Approved: the local session telemetry hooks are opt-in and the packaging/generated outputs are consistent. I did not find actionable security, privacy, or generated-artifact issues.

@katriendg katriendg left a comment

Copy link
Copy Markdown
Contributor

Choose a reason for hiding this comment

The reason will be displayed to describe this comment to others. Learn more.

Review summary — local session telemetry hooks

Thank you for this very interesting addition and functionality to the repo. The telemetry hook implementation shows real care: cross-platform bash + PowerShell variants, a shared Python core with unit tests and an Atheris fuzz harness, an XSS-defended HTML report, and clear opt-in/opt-out via HVE_TELEMETRY=1 / a gitignored .hve-telemetry marker. The collection schema, plugin generator, and docs are a strong start at making "hooks" a first-class artifact type.

The main thing this PR needs before it can land is some repository groundwork so hooks fit cleanly into how HVE Core builds, packages, and distributes artifacts. Hooks are brand new to our system, so several seams that already exist for agents/prompts/instructions/skills don't yet exist for hooks — most importantly the collection-scoped folder layout, the clone-based installer wiring (chat.hookFilesLocations), a hook manifest schema wired into linting, and a decision about the VS Code extension distribution channel. None of this is a problem with your hook logic; it's about wiring the new type through the existing build/docs machinery.

One option worth considering: this groundwork is really a repo-capability change that is somewhat separable from the telemetry hook itself.
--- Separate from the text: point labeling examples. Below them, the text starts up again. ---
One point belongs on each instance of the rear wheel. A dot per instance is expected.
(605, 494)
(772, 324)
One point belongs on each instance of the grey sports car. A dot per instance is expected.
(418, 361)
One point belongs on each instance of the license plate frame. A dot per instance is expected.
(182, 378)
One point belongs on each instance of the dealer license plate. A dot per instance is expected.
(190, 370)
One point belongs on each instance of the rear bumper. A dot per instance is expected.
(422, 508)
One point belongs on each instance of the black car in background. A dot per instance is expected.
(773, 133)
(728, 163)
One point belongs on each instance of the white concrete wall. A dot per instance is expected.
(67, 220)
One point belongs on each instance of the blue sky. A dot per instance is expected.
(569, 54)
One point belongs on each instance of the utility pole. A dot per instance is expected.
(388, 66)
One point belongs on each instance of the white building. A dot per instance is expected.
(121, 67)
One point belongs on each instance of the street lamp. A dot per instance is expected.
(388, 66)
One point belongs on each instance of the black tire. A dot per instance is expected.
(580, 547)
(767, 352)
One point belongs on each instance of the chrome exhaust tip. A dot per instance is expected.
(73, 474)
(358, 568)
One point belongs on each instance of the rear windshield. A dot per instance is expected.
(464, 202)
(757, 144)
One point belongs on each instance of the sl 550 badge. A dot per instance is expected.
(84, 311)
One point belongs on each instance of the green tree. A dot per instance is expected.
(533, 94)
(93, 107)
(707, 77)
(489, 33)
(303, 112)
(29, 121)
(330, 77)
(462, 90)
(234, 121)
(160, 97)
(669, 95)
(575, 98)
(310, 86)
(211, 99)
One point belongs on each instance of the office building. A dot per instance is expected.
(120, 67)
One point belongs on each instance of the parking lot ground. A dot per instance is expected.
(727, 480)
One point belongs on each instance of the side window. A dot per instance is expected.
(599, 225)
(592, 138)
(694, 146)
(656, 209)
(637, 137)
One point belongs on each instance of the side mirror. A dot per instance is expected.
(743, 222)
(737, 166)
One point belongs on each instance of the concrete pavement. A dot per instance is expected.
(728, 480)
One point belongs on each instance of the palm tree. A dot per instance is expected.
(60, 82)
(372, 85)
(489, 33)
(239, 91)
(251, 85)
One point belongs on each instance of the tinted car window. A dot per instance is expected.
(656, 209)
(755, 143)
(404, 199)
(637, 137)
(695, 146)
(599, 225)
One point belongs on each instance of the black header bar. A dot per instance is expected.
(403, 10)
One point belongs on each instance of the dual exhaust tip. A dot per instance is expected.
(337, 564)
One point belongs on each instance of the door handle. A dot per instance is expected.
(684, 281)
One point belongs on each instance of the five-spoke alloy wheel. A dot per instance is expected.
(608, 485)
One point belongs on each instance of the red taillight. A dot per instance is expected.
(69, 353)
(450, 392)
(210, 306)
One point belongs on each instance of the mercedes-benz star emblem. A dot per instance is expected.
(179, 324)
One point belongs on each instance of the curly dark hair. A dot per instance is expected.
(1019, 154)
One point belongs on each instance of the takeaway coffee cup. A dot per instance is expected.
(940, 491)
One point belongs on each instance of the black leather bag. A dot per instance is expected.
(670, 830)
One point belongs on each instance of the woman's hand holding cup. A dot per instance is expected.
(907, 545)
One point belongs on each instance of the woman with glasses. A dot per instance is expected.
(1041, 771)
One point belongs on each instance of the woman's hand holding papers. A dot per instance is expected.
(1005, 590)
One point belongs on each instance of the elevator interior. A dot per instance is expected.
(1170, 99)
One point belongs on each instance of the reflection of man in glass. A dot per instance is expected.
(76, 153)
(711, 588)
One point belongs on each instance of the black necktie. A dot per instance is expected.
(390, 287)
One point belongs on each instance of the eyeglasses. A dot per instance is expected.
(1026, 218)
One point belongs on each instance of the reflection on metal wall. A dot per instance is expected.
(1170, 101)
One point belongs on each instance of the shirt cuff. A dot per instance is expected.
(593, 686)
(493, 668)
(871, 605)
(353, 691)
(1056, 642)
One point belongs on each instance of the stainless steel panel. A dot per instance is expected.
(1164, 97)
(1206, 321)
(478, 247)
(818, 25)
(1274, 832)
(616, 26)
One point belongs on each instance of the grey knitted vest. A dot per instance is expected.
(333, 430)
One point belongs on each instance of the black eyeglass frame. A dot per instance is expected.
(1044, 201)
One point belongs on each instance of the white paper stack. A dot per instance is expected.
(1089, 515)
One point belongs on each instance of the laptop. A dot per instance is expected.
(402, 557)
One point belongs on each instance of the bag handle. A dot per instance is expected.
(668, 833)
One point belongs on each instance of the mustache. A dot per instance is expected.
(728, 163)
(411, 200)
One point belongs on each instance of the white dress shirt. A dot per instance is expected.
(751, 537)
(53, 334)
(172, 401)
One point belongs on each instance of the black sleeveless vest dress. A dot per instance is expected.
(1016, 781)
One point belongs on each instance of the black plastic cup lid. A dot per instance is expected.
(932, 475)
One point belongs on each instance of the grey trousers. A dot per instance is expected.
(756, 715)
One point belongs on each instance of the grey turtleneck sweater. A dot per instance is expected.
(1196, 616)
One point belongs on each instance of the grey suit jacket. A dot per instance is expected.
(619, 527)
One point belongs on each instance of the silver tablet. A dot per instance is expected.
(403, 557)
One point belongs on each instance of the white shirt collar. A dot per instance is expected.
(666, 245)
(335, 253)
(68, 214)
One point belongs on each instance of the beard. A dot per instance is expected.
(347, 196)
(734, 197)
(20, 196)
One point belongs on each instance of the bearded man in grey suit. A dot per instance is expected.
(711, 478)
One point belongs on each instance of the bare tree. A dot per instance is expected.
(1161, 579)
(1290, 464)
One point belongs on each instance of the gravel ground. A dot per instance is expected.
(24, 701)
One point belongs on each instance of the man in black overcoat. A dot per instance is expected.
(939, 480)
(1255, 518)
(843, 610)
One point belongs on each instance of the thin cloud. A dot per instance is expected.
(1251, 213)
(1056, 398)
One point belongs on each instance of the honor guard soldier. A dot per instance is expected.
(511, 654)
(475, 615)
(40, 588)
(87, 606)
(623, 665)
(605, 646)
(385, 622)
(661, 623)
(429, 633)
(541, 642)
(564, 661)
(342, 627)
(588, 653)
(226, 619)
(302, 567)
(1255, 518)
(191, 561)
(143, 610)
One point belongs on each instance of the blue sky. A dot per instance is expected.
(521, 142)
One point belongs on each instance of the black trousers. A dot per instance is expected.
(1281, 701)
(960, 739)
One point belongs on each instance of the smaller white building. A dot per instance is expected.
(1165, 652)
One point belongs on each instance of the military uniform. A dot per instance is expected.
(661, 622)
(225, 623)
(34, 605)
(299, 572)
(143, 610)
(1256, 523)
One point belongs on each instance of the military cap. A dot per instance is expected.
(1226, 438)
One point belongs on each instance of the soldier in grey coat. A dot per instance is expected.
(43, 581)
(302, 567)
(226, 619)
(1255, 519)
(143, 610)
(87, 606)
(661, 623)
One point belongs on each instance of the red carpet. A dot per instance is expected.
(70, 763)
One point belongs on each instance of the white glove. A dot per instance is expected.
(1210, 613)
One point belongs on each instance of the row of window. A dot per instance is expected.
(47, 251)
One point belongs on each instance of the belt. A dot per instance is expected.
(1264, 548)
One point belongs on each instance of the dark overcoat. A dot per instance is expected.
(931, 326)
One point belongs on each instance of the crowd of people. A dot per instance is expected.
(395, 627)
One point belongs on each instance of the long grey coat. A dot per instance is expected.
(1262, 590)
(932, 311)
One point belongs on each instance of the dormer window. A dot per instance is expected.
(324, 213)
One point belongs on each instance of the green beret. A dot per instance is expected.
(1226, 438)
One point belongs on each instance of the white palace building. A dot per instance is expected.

You could land the hooks-support groundwork as its own focused PR, then rebase this telemetry hook PR to stack on top once that merges — keeping each PR smaller and letting the platform changes be reviewed independently. Entirely your call.

This PR also needs to be linked to a tracking issue; if one doesn't exist yet, please create it and link this PR to it.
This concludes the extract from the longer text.